Human and murine optic glioma–associated microglia exhibit morphological changes. (a) Whereas microglia from normal (WT and FM; n = 5/genotype) mouse optic nerves were ramified cells with long Iba1+ processes, glioma-associated (FMC, FMC*, and FMPC; n = 5/genotype) microglia were amoeboid-shaped monocytic cells with shorter processes. Scale bar, 100 μm. The differences in microglial process lengths were quantified in panel b. Similar to the mouse tumors, human optic glioma–-associated microglia also harbored short or no processes (c). The differences in microglial process lengths were quantified in panel d. DAPI (blue) was used as a counterstain to identify all cells in the sections. Scale bar, 50 μm. The dotted areas denote the regions from which the high-power images in the right panels derived. Each error bar represents the mean ± SEM. Asterisks denote statistically significant differences.

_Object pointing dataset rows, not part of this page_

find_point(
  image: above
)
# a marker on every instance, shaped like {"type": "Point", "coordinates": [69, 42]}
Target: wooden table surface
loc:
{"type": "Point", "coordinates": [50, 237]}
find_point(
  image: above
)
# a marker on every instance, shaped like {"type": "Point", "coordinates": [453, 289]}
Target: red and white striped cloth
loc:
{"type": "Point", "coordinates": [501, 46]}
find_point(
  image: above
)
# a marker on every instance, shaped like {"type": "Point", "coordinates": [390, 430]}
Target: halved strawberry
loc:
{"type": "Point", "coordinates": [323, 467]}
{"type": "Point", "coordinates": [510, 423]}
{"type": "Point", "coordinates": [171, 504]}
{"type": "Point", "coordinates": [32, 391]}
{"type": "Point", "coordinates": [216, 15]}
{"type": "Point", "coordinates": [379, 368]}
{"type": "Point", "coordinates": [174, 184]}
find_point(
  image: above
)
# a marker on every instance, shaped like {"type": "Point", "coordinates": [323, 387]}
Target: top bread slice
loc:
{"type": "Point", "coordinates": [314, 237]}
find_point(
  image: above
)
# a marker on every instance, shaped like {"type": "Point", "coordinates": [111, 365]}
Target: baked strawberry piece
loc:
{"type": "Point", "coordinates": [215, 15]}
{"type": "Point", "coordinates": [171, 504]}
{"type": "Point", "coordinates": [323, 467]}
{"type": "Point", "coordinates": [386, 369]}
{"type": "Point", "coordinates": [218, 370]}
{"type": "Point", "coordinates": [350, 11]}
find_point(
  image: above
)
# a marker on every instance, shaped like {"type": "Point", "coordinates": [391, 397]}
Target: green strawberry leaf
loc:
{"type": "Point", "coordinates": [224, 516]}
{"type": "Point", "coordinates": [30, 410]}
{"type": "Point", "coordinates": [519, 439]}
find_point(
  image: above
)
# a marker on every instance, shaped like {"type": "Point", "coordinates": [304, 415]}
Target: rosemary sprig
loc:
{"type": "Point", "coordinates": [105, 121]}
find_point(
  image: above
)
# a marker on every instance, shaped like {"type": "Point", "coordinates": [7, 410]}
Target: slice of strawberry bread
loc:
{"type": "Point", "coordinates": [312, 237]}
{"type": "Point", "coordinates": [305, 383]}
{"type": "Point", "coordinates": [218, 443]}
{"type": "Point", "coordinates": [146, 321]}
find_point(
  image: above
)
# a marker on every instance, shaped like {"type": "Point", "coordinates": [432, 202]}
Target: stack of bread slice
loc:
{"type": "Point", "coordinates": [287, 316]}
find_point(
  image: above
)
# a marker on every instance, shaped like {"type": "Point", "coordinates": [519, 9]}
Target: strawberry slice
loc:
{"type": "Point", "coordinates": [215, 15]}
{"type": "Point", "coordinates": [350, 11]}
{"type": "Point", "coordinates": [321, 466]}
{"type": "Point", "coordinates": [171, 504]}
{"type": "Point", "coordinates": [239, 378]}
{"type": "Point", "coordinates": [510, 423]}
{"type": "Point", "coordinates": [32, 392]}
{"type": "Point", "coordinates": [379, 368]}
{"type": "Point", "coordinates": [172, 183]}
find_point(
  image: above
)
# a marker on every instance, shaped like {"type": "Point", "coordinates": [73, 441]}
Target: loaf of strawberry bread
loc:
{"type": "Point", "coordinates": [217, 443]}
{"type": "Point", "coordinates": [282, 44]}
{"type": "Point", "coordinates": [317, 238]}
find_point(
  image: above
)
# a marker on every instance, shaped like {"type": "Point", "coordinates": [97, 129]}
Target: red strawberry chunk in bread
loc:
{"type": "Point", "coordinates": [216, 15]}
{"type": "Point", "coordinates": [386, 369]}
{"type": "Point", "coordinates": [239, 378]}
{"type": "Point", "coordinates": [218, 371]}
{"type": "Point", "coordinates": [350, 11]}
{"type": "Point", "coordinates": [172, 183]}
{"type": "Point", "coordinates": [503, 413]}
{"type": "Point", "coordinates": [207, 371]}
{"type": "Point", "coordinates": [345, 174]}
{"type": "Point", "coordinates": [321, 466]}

These pronounced changes in microglial morphology have previously been interpreted as microglia “activation” [47]. As such, under normal physiological conditions, microglia have surveillance functions, with an extensive array of fine processes that constantly scan their surroundings [48]. However, in the setting of brain pathology, like Alzheimer’s or Parkinson’s disease [49], microglia undergo morphological changes that include thickening and shortening, or even retraction, of their cellular processes to assume an “amoeboid” morphology. The presence of these morphologic changes in tumor-associated Nf1 +/− microglia prompted us to specifically examine these tissue macrophages as the source of potential glioma-maintaining stroma-derived growth factors [50], distinct from those made by resting Nf1 +/− microglia within the nonneoplastic optic nerve.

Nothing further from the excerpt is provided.